Warner Bros. Animation has announced its next direct-to-movie film will be The Death of Superman, an adaptation of the classic comic-book story from late 1992 that saw the Man of Steel “killed” by the monstrous Doomsday. The followup will be an adaptation of the “Reign of the Supermen” storyline, which saw four replacement Supermen arise and the “real” Man of Tomorrow restored to life.
In a genre in which super-hero deaths were commonplace and quickly reversed, it was nevertheless historic. While comics are much more mainstream today, in 1992, they were still maligned black sheep of pop culture, but despite that, the notion of Superman’s death captured the imaginations of people all over the globe, sending droves of people, those interested in comics and those who weren’t, in droves to comic shops. Some were curious, some were speculating, but it was undeniably a cultural phenomenon.
As such, it makes sense Warner Bros. would eye those storylines for other-media adaptation. There’s just one problem: it’s already done it.
Superman: Doomsday was released to the home-video market 11 years ago, though it was a much more pared down version of the storyline, and the writers and directors made some interesting choices to diverge from the source material. For example, in the comics, Lois and Clark were engaged, and Lois knew of her partner’s secret identity. In Superman: Doomsday, Lois was in a relationship with Superman, unaware he was also her co-worker Clark. The new Death of Superman flick appears to be sticking more closely to the original storyline, with the Justice League joining the Man of Steel in his ultimate battle against the monster (just as a different incarnation of the League did in 1992), so perhaps the intent here is to offer a truer adaptation.
The thing is, there are so many wonderful storylines in DC’s 80-year history that the animation studio can adapt, I have to question why it feels it needs to retread this territory. After all, Superman’s first battle with Doomsday hardly marks the first time he died (or seemed to die).
Case in point: “Whatever Happened to the Man of Tomorrow?”
In the wake of Crisis on Infinite Earths in 1985, it decided to offer up a farewell “imaginary” story how the pre-Crisis Superman legend might have ended. Written by Alan Moore with art by Curt Swan, George Perez and Kurt Schaffenberger and published in Superman #423 and Action Comics #583 in 1986, “Whatever Happened to the Man of Tomorrow?” was a surprisingly succinct story, given how Moore brought together so many elements from Superman’s long history in one story. Not surprisingly, though, it was wonderfully poignant, memorable, demonstrating true affection for the campiness and wonder of Silver Age stories while bringing a modern maturity to bear at the same time.

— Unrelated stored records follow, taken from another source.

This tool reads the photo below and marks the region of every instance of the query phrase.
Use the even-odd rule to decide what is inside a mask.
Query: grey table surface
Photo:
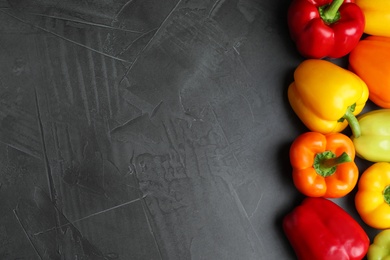
[[[288,4],[0,1],[0,259],[294,259]]]

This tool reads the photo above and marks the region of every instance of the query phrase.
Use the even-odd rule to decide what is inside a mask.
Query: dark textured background
[[[294,259],[288,4],[0,0],[0,259]]]

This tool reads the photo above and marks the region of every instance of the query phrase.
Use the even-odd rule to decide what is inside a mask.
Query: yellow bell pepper
[[[355,0],[363,11],[366,25],[364,32],[377,36],[390,36],[390,1]]]
[[[390,162],[390,108],[364,113],[358,122],[361,135],[351,137],[356,154],[371,162]]]
[[[367,252],[367,260],[390,260],[390,229],[379,232]]]
[[[367,225],[376,229],[390,228],[390,163],[374,163],[362,173],[355,206]]]
[[[288,100],[313,132],[341,132],[348,124],[360,136],[356,119],[368,99],[366,83],[353,72],[326,60],[307,59],[295,69]]]

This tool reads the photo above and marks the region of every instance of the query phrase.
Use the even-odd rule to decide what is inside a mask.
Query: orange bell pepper
[[[361,40],[349,55],[349,69],[367,84],[372,102],[390,108],[390,37]]]
[[[354,159],[354,145],[342,133],[301,134],[290,147],[295,187],[309,197],[343,197],[358,180]]]

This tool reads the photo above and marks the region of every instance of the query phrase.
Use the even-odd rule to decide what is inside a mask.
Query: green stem
[[[383,190],[383,198],[385,202],[390,205],[390,185]]]
[[[313,167],[316,170],[317,174],[321,175],[322,177],[328,177],[336,172],[337,166],[339,164],[351,161],[351,157],[346,152],[343,152],[340,156],[336,157],[333,152],[325,151],[316,154],[316,157],[314,158]]]
[[[355,138],[358,138],[362,133],[360,130],[359,121],[356,116],[353,114],[355,106],[348,107],[347,112],[343,116],[343,119],[348,121],[349,127],[351,127],[352,134]]]
[[[318,11],[322,20],[327,24],[337,22],[340,19],[339,9],[343,2],[344,0],[333,0],[329,5],[320,6]]]

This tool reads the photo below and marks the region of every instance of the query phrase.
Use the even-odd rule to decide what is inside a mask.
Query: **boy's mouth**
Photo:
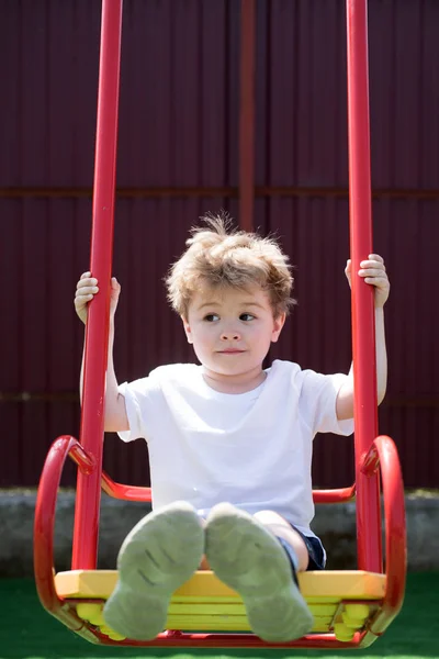
[[[238,353],[244,353],[245,350],[237,350],[236,348],[227,348],[227,350],[218,350],[223,355],[236,355]]]

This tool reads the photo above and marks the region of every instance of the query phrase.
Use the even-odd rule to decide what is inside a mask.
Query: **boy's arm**
[[[105,433],[122,433],[130,431],[128,417],[126,415],[125,398],[119,393],[117,378],[114,370],[113,360],[113,345],[114,345],[114,321],[110,323],[109,332],[109,358],[106,364],[106,378],[105,378],[105,418],[104,418],[104,432]],[[80,377],[80,399],[82,403],[82,382],[83,382],[83,354],[81,364],[81,377]]]
[[[376,343],[376,395],[380,405],[385,396],[387,387],[387,351],[385,348],[384,310],[375,309],[375,343]],[[337,418],[353,417],[353,367],[350,367],[349,379],[342,384],[336,402]]]
[[[87,324],[88,305],[99,292],[98,280],[91,277],[90,272],[83,272],[77,284],[75,295],[75,309],[80,320]],[[113,277],[111,280],[111,302],[110,302],[110,331],[109,331],[109,355],[106,362],[105,379],[105,418],[104,431],[106,433],[119,433],[130,429],[126,415],[125,398],[119,393],[117,379],[114,371],[113,345],[114,345],[114,314],[117,306],[121,286]],[[82,402],[82,382],[83,382],[83,353],[81,364],[81,375],[79,380],[79,392]]]
[[[376,394],[380,405],[385,396],[387,387],[387,351],[385,346],[384,304],[389,298],[390,282],[385,271],[384,261],[376,254],[369,255],[369,260],[360,264],[360,277],[375,287],[375,345],[376,345]],[[351,264],[348,261],[346,276],[350,283]],[[353,417],[353,369],[350,368],[349,379],[340,388],[336,402],[337,418]]]

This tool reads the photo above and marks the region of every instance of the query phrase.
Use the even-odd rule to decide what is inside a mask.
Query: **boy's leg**
[[[297,559],[294,566],[296,571],[304,572],[308,567],[309,554],[301,534],[284,517],[273,511],[261,511],[256,513],[254,517],[277,538],[284,540],[291,547]]]
[[[176,502],[140,520],[119,552],[119,581],[103,610],[109,627],[127,638],[155,638],[165,628],[172,593],[198,569],[203,552],[204,530],[191,504]]]
[[[286,527],[282,533],[286,533]],[[257,636],[271,643],[286,643],[312,630],[313,616],[296,584],[295,570],[272,528],[222,503],[212,509],[205,534],[212,570],[240,594]],[[294,562],[301,569],[306,567],[307,551],[303,544],[305,555],[303,540],[296,535],[297,541],[295,533],[289,539],[294,547],[291,556],[297,554]]]

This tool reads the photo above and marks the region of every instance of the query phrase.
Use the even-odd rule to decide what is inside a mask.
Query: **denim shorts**
[[[326,566],[326,556],[320,538],[317,538],[316,536],[305,536],[299,528],[293,526],[293,524],[291,526],[299,533],[308,550],[309,562],[306,570],[324,570]]]
[[[299,533],[299,535],[301,536],[301,538],[303,539],[303,541],[306,545],[306,549],[308,550],[309,560],[308,560],[308,567],[306,568],[306,571],[307,570],[324,570],[325,565],[326,565],[326,555],[325,555],[325,550],[322,545],[322,540],[319,538],[317,538],[316,536],[305,536],[305,534],[303,534],[301,530],[299,530],[299,528],[296,526],[294,526],[294,524],[291,524],[291,523],[289,523],[289,524],[290,524],[291,528],[294,528],[294,530],[296,533]],[[286,554],[290,557],[290,560],[292,560],[290,547],[289,547],[289,544],[286,543],[286,540],[284,540],[283,538],[280,538],[280,537],[278,537],[278,540],[281,543],[282,547],[285,549]]]

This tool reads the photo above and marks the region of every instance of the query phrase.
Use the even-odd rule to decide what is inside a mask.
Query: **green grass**
[[[409,574],[404,607],[383,638],[362,651],[256,651],[105,648],[70,633],[40,605],[32,580],[0,581],[0,659],[91,659],[111,657],[389,657],[393,659],[439,658],[439,573]]]

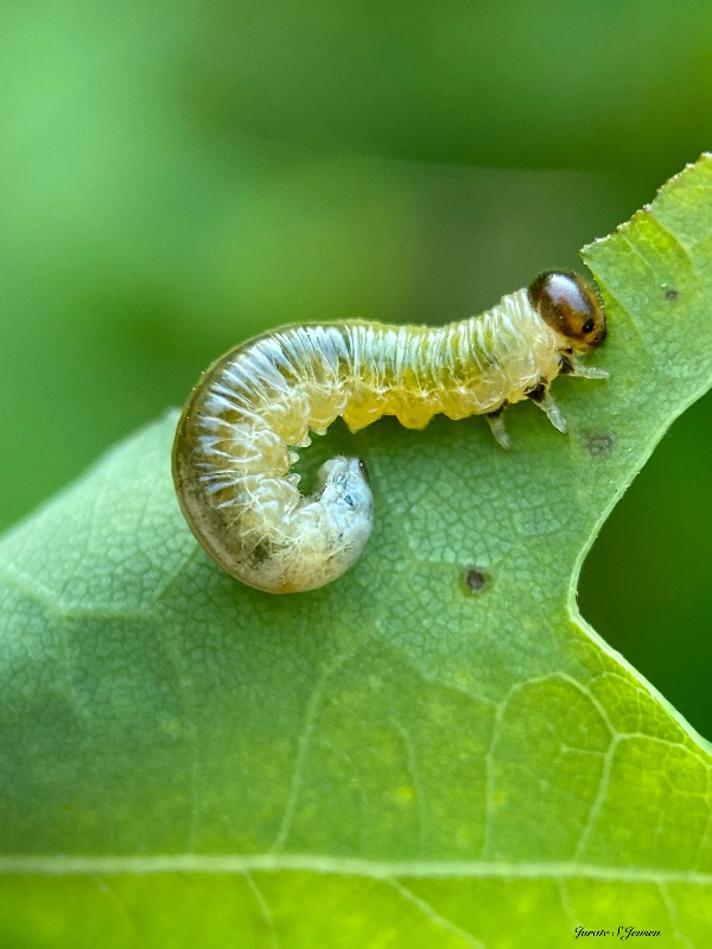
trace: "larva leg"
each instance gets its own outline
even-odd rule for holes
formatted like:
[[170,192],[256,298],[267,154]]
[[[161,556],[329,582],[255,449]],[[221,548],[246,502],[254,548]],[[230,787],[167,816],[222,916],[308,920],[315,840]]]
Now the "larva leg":
[[536,389],[532,389],[528,395],[532,402],[537,405],[542,410],[542,412],[546,413],[546,417],[549,419],[554,428],[558,429],[560,432],[568,431],[566,419],[561,414],[559,406],[556,404],[554,397],[549,392],[548,385],[540,383]]
[[598,366],[584,366],[580,362],[572,362],[569,375],[579,379],[608,379],[611,374],[607,369],[599,369]]
[[485,415],[485,418],[497,442],[508,451],[512,447],[512,442],[504,424],[504,410],[499,409],[497,412],[490,412]]
[[583,365],[573,353],[561,356],[560,372],[562,375],[577,376],[579,379],[609,379],[611,375],[607,369]]

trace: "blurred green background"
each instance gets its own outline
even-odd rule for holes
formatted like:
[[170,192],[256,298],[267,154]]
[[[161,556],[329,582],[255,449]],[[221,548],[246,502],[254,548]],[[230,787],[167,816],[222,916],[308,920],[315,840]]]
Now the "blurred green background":
[[[708,0],[5,0],[0,528],[262,328],[577,266],[712,147],[711,44]],[[708,397],[580,590],[708,736],[711,436]]]

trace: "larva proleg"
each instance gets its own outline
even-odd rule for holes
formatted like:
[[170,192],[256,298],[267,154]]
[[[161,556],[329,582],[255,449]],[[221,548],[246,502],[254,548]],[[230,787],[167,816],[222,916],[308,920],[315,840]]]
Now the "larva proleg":
[[606,321],[589,284],[550,271],[479,316],[441,327],[363,320],[286,326],[237,346],[193,390],[178,423],[173,478],[183,514],[232,576],[271,593],[314,590],[351,567],[372,527],[364,466],[322,465],[305,497],[295,449],[341,416],[351,431],[383,415],[422,429],[433,415],[487,417],[503,447],[506,406],[532,399],[566,424],[550,386],[561,372],[603,378],[577,357]]

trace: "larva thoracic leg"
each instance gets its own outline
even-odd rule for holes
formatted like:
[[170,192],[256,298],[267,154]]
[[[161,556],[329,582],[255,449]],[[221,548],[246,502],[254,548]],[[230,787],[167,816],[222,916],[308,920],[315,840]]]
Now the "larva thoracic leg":
[[322,465],[309,497],[290,472],[295,449],[341,416],[352,431],[382,415],[422,429],[433,415],[484,415],[508,447],[505,406],[530,398],[560,431],[549,389],[561,372],[605,373],[577,354],[603,341],[592,288],[549,272],[477,317],[441,327],[363,320],[287,326],[226,353],[181,415],[173,478],[183,514],[210,556],[272,593],[313,590],[358,559],[373,499],[361,462]]

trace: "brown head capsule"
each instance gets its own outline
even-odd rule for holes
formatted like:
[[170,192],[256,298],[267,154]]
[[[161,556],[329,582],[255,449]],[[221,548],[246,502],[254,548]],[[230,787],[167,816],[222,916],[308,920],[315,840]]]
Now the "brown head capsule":
[[606,317],[593,287],[579,274],[548,270],[529,285],[541,318],[576,353],[590,353],[606,338]]

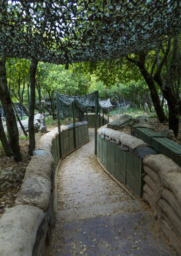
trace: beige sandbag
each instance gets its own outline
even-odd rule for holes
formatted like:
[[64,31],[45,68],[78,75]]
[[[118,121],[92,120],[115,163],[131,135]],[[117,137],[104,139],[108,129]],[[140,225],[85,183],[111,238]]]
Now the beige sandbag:
[[156,207],[157,205],[155,204],[156,199],[153,191],[147,184],[144,185],[143,190],[143,199],[149,204],[153,211],[154,215],[156,217],[158,211]]
[[[155,195],[154,201],[157,202],[160,199],[160,196],[159,196],[159,190],[158,190],[155,181],[153,180],[151,178],[148,174],[146,174],[144,177],[143,179],[145,182],[146,184],[149,186],[153,191]],[[148,194],[149,195],[149,194]]]
[[[105,124],[105,126],[101,126],[100,128],[99,128],[99,129],[97,130],[97,133],[99,134],[99,135],[100,135],[100,134],[102,133],[102,130],[103,130],[103,129],[105,129],[105,128],[106,128],[107,127],[107,125]],[[102,134],[103,134],[103,133]],[[105,133],[104,133],[105,135]]]
[[176,213],[171,205],[163,198],[160,199],[158,204],[162,211],[169,218],[174,226],[175,227],[177,226],[177,229],[180,231],[180,233],[181,234],[181,219]]
[[173,210],[181,219],[181,205],[179,203],[174,193],[164,187],[160,189],[160,196],[170,204]]
[[178,201],[181,205],[181,173],[172,172],[164,175],[163,184],[165,188],[174,193]]
[[49,203],[50,182],[43,177],[33,176],[24,180],[15,204],[29,204],[45,211]]
[[32,256],[44,215],[42,210],[29,205],[6,208],[0,219],[1,256]]
[[126,134],[125,134],[125,135],[120,135],[120,140],[122,144],[124,144],[125,146],[127,146],[131,148],[131,149],[135,149],[139,147],[145,145],[150,147],[150,145],[141,139]]
[[143,169],[145,172],[155,181],[158,190],[159,190],[161,187],[161,180],[159,175],[148,165],[143,165]]
[[55,163],[53,159],[50,157],[41,155],[33,157],[26,170],[24,179],[32,176],[40,176],[50,182],[52,168]]
[[112,135],[112,138],[116,140],[118,144],[121,144],[121,142],[120,140],[120,136],[123,135],[124,134],[126,134],[121,132],[116,132]]
[[170,227],[169,225],[162,218],[158,219],[159,227],[165,236],[170,242],[179,256],[181,256],[181,244],[175,232]]
[[160,209],[159,214],[160,217],[162,217],[167,222],[167,223],[169,225],[170,227],[172,229],[173,231],[175,233],[178,239],[180,241],[181,241],[181,235],[180,234],[179,230],[177,229],[178,227],[176,225],[175,226],[175,223],[174,223],[172,222],[172,220],[170,220],[167,216],[162,211],[161,209]]
[[174,171],[180,172],[181,167],[172,159],[162,154],[150,155],[144,158],[144,164],[148,165],[159,175],[161,180],[164,175]]

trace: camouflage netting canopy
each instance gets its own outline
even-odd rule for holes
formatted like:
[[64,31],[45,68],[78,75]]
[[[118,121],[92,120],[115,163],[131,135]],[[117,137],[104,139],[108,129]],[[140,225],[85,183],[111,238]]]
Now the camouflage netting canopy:
[[0,55],[67,68],[148,50],[181,30],[178,0],[0,1]]
[[56,92],[57,110],[60,111],[61,119],[72,116],[72,102],[74,102],[75,116],[80,121],[84,120],[84,114],[86,111],[87,107],[94,107],[95,97],[97,102],[98,112],[100,109],[105,110],[112,106],[109,99],[105,101],[98,100],[98,93],[96,91],[91,93],[83,96],[69,96],[60,94]]

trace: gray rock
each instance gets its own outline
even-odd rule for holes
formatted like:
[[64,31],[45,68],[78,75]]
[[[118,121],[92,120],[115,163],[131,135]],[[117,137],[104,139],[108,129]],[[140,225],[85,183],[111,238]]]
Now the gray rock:
[[135,119],[131,116],[123,115],[119,118],[112,121],[107,125],[107,128],[119,130],[125,126],[131,126],[136,123]]
[[[21,121],[21,123],[26,132],[28,132],[28,118]],[[19,123],[18,123],[17,127],[19,131],[22,130]],[[45,133],[47,132],[45,117],[41,114],[37,114],[34,117],[34,130],[35,133],[42,132]]]
[[163,129],[160,130],[158,133],[158,134],[160,134],[162,136],[164,136],[166,137],[168,139],[171,139],[171,140],[176,142],[176,139],[175,137],[174,134],[173,130],[169,130],[167,129]]
[[11,171],[0,170],[0,191],[4,191],[14,186],[15,180]]
[[143,124],[148,121],[151,121],[151,119],[146,117],[145,116],[139,116],[135,118],[137,124]]

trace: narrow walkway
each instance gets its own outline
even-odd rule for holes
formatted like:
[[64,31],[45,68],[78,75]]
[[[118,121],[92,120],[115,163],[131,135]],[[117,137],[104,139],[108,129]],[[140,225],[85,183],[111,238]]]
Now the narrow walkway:
[[90,141],[66,157],[58,171],[57,222],[49,255],[176,255],[151,212],[100,166]]

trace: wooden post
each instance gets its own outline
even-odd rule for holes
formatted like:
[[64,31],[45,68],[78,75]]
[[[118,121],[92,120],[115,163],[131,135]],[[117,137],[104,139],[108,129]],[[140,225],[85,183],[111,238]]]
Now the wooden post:
[[103,126],[104,125],[104,109],[103,109]]
[[99,111],[99,128],[100,127],[100,110]]
[[86,107],[86,121],[88,122],[88,115],[87,114],[87,106]]
[[61,143],[61,130],[60,129],[60,111],[58,110],[57,111],[57,118],[58,118],[58,141],[59,142],[59,149],[60,152],[60,158],[61,158],[62,157],[62,144]]
[[74,142],[74,148],[76,148],[76,123],[75,119],[75,110],[74,108],[74,101],[72,101],[72,112],[73,114],[73,141]]
[[109,123],[109,107],[108,109],[108,123]]
[[95,154],[97,154],[97,97],[95,101]]

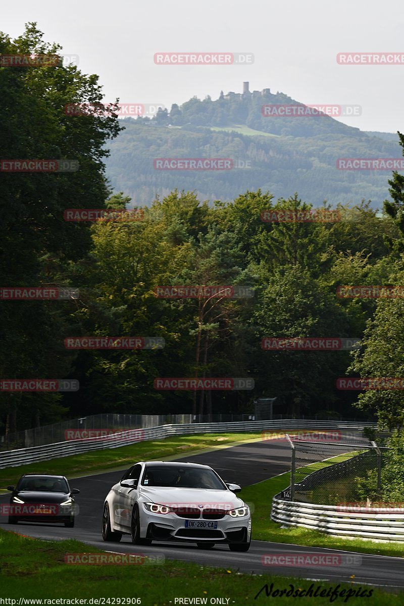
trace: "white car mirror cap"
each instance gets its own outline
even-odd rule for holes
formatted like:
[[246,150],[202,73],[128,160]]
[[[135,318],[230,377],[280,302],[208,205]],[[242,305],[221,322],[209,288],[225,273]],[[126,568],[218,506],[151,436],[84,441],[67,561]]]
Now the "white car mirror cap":
[[241,491],[241,486],[239,486],[238,484],[226,484],[226,486],[231,492],[236,493]]

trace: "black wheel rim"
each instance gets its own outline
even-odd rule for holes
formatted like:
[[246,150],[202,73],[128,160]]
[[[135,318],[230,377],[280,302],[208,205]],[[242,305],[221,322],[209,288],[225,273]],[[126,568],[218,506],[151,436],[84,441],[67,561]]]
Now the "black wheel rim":
[[104,513],[102,514],[102,534],[104,536],[106,536],[108,532],[108,505],[105,505],[104,508]]

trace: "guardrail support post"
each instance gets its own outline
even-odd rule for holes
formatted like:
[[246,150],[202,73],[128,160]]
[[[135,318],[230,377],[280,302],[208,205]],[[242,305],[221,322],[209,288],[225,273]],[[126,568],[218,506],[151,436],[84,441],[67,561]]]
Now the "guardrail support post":
[[294,472],[296,467],[296,451],[294,444],[290,439],[290,436],[288,433],[286,433],[285,436],[288,442],[290,444],[290,447],[292,449],[292,456],[291,461],[291,467],[290,467],[290,500],[294,501]]

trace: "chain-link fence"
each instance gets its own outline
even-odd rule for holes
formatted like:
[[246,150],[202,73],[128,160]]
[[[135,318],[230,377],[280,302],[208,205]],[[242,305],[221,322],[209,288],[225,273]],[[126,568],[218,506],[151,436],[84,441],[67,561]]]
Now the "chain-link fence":
[[[282,498],[300,502],[336,505],[357,499],[357,478],[377,473],[381,488],[383,451],[360,433],[308,432],[288,436],[291,484]],[[326,441],[326,440],[329,441]]]

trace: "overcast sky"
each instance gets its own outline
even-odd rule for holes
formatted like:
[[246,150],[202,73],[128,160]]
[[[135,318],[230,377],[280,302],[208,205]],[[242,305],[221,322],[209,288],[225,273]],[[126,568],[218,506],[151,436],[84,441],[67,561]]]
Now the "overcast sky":
[[[305,104],[355,104],[341,119],[362,130],[404,132],[404,64],[342,65],[345,52],[403,52],[403,0],[99,0],[6,3],[1,28],[12,38],[36,21],[48,42],[97,73],[105,101],[170,108],[221,90],[271,88]],[[248,65],[159,65],[159,52],[252,53]]]

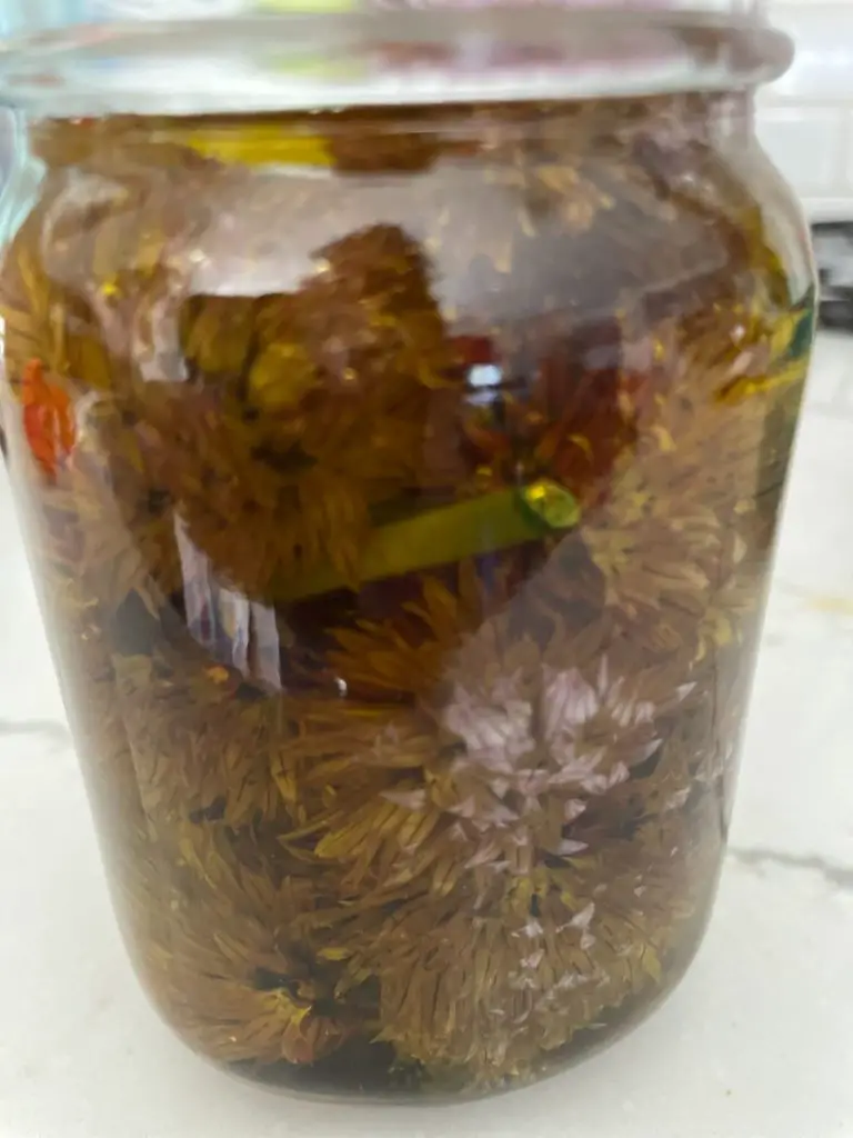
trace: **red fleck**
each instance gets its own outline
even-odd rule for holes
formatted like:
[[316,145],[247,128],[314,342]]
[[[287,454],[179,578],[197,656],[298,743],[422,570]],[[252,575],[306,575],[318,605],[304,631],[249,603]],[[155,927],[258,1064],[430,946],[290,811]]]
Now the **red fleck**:
[[20,382],[24,434],[33,457],[51,480],[74,447],[74,411],[67,394],[44,378],[41,360],[31,360]]

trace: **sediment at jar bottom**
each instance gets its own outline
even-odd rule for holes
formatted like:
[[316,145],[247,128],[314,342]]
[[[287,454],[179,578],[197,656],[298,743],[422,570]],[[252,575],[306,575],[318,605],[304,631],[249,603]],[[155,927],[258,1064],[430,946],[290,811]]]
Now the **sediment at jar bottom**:
[[[105,858],[220,1064],[503,1088],[695,948],[812,312],[640,110],[606,147],[595,108],[462,149],[362,117],[313,197],[292,116],[274,176],[249,123],[226,159],[136,124],[13,244],[10,462]],[[288,287],[273,208],[314,234]]]

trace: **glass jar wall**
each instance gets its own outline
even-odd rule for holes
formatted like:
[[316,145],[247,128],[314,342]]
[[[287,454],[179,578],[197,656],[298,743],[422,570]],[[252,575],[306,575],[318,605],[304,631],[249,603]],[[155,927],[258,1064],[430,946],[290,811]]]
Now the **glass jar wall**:
[[0,278],[136,968],[331,1094],[529,1081],[681,975],[812,337],[745,96],[420,101],[40,115]]

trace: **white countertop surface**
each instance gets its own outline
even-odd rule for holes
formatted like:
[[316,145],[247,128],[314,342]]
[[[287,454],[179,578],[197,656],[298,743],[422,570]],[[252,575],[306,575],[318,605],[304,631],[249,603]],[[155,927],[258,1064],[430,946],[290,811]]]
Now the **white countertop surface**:
[[853,1138],[853,339],[821,337],[806,403],[704,947],[610,1052],[457,1107],[279,1097],[160,1025],[0,477],[0,1138]]

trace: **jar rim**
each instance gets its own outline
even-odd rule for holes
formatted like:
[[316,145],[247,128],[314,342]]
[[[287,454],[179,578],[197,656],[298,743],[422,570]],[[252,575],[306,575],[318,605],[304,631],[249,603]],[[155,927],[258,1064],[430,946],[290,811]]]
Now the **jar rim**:
[[566,7],[392,8],[85,24],[0,43],[34,117],[574,101],[752,89],[789,65],[754,17]]

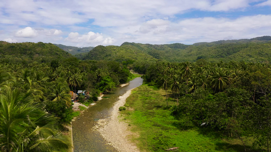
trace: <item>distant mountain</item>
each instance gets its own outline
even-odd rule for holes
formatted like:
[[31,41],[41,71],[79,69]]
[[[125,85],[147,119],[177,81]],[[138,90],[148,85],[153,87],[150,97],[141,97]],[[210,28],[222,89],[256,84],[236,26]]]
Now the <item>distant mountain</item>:
[[88,53],[94,48],[94,47],[92,47],[78,48],[72,46],[67,46],[61,44],[54,44],[53,45],[74,55],[82,53]]
[[231,60],[271,62],[271,36],[251,39],[222,40],[198,43],[192,45],[175,43],[150,45],[125,42],[121,46],[99,46],[88,52],[84,59],[169,62]]
[[41,62],[71,57],[72,56],[70,54],[51,43],[9,43],[0,41],[0,61],[22,63],[37,61]]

I’m cognizant of the fact that many comics fans balk at the notion of DC and its Time-Warner siblings using the works of Alan Moore, given the contentious history between the writer and the comics publisher, but when it comes to his dabbling in established super-hero icons such as Superman, I think most can acknowledge Moore doesn’t have as strong an argument against exploiting his ideas as compared to those involving original creations. Regardless, it’s never stopped DC and Warner Bros. in the past, so it certainly wouldn’t be an issue for them in this regard either.
As important as “The Death of Superman” was to the comics industry in general, one would be hard-pressed to argue that it’s a better story than “Whatever Happened.” While WB Animation clearly has been trying to build upon a new continuity since Justice League: War (which adapted the New 52 origin of the title team), it’s also demonstrated it’s willing to offer out-of-continuity tales as well, as evidenced by the recent adaptation of Batman: Gotham by Gaslight.